If you happen to be in the neighborhood, visitors are welcome at Rocosmos. Simply write a letter to:

Russian Federal Space Agency (Rocosmos)

42 Schepkina st.

Moscow, Russia  107996, GSP-6

Or, you can send your visitor request by fax to: (495) 688-90-63, (499) 975-44-67. After you send your fax, call (495) 631-94-44 or (495) 631-94-48 to confirm that it was received. A digital request can also be made online through their website:  http://en.federalspace.ru/

Online requests will receive a written response via snail mail. If you do a digital visit request, make sure you use the Rocosmos website form and do it correctly. Boo-boos are rejected.

A brief recap of Russia’s accomplishments in space begin even before World War I:

  • In 1929 Konstantin Tsjolkovsky introduced the concept of the multi-staged rocket
  • 1933 the first Soviet rocket launched
  • 1951 the first Soviet rocket with animals aboard launched with successful recovery of live crew
  • 1957 the first intercontinental ballistic missile launched
  • 1961 the first human, Yuri Gagarin, safely completed a single orbit
  • 1961-1963 six manned spaceflights, including the longest flight up to that date, 34 hours
  • 1963 first woman in space, Valentina Tereshkova
  • 1968 first living creatures reach the moon & successfully return, Russian tortoises
  • 1971 first space station, Salyut 1
  • 1980 first Hispanic and Black person in space, Arnaldo Tamayo Mendez, Soyuz 38
  • 1984 first woman to walk in space, Svetlana Savitskaya, Salyut 7
  • 1987 first crew to spend over one year in space, Vladimir Titov & Musa Manarov, Soyuz TM-4, Mir space station

So, the dear reader asks the gringa, “What are they up to today?” Well, they are the only space agency that currently has space flight capabilities. Since the United States scuttled the shuttle program, all astronauts around the world have to rely on Russia to ferry them back and forth between Earth and the ISS.

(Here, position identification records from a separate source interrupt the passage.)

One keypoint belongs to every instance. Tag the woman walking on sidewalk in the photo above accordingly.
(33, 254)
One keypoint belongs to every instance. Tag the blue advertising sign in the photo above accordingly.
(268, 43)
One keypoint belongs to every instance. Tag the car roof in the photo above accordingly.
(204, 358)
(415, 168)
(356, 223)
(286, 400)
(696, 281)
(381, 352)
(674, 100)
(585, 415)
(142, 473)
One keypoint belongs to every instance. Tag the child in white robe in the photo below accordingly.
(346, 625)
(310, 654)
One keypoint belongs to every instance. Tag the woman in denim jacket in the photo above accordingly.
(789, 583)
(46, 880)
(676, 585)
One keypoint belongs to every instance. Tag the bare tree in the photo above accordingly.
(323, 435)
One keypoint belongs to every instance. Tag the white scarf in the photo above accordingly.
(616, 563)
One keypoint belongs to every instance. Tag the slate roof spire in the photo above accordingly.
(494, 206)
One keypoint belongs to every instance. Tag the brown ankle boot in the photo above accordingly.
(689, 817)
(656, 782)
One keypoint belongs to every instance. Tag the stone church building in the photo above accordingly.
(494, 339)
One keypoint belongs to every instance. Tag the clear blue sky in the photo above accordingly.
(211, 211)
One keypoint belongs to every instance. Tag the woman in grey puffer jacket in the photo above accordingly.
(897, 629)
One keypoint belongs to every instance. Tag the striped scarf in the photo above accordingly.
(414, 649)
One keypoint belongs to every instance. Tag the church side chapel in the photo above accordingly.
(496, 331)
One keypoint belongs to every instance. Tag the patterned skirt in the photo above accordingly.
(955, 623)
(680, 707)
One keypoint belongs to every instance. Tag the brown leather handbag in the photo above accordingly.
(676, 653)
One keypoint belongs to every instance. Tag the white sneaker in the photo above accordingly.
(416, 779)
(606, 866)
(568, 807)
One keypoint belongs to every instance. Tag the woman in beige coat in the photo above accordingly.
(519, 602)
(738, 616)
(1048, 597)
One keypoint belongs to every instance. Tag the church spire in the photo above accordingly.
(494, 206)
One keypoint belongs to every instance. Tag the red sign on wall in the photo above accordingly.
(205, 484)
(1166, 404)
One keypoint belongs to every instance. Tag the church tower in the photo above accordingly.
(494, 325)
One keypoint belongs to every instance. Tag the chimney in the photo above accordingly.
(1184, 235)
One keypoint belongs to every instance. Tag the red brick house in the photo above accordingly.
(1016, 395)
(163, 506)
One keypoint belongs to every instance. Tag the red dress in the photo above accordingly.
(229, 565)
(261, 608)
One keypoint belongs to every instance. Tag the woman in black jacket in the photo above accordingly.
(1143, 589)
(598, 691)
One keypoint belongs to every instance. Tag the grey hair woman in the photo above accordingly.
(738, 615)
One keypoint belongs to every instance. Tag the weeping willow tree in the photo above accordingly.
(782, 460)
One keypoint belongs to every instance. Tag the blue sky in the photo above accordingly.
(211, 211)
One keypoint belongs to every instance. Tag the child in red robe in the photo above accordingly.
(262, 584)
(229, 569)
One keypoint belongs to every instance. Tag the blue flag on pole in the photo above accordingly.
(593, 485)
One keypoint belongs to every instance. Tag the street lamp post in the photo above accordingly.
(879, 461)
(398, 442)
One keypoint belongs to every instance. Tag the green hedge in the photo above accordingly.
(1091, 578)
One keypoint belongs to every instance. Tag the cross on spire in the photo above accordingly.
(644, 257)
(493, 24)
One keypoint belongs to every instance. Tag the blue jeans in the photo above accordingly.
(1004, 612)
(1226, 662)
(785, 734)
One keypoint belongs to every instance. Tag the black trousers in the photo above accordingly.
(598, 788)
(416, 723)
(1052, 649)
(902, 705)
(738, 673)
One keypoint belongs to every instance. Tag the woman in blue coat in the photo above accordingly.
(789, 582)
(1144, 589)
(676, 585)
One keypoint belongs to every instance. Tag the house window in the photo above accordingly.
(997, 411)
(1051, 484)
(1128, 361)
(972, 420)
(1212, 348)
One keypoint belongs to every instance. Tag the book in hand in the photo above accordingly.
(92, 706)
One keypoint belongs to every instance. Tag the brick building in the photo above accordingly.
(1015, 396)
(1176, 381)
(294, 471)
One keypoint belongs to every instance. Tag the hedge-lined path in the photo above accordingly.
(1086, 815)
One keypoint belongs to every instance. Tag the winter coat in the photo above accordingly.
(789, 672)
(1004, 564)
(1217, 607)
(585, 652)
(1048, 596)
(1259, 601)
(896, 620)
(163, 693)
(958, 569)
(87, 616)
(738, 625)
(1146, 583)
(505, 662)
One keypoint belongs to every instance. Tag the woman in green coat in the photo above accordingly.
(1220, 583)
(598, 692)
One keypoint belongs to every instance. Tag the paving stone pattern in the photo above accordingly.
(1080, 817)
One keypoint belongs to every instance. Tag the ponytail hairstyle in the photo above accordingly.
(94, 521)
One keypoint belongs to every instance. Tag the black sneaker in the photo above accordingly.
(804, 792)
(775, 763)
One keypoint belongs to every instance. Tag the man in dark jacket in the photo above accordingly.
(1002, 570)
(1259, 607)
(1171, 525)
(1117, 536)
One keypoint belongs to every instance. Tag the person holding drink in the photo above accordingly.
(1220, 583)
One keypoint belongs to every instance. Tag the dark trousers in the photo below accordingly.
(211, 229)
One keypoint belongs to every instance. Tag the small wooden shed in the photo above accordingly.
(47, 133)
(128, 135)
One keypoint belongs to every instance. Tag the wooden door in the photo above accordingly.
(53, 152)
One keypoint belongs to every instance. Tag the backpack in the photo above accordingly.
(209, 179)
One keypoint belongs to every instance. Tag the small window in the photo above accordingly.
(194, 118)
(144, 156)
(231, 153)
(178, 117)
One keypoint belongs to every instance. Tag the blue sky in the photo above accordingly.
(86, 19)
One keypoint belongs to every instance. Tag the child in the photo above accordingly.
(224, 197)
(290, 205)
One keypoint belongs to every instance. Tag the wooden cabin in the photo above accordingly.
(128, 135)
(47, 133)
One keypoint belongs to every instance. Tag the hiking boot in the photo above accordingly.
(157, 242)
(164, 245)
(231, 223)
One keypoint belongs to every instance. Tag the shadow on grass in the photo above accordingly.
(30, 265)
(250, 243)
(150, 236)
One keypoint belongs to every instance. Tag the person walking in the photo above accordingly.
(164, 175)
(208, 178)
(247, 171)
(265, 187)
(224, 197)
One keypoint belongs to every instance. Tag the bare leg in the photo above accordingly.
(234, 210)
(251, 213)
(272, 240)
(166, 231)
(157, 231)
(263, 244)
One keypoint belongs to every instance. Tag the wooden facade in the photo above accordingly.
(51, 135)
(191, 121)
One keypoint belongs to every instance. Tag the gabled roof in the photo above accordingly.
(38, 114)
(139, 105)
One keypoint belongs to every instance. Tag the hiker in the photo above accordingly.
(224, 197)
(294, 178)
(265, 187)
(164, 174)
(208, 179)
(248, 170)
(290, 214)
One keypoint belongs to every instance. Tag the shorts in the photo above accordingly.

They also manage an orbiting remote sensing system (RSS). Its mission objective is to monitor the Earth and provide images used to manage natural resources, monitor atmospheric/water/soil pollution, monitor natural and man-made disasters, and conduct research.

There are the Meteor-M No. 1 Spacecraft and ELEKTRO Geostationary Hydrometeorological Spacecraft. These spacecrafts observe Earth’s atmosphere and provides hydrometeorological data used for scientific and socioeconomic purposes.

The Kanopus-V spacecraft and Resurs-P spacecrafts are devoted to monitoring natural and man-made disasters. It does this by providing high quality imaging of Earth.

The gringa is a big fan of Rocosmos and grateful that the Russians do not mind letting American astronauts hop aboard and hitch a ride to outer space. It is my greatest hope that this type of cooperative relationship will spill over into all aspects of international dialogue and engagement because the gringa continues to dream a dream of cosmic proportions.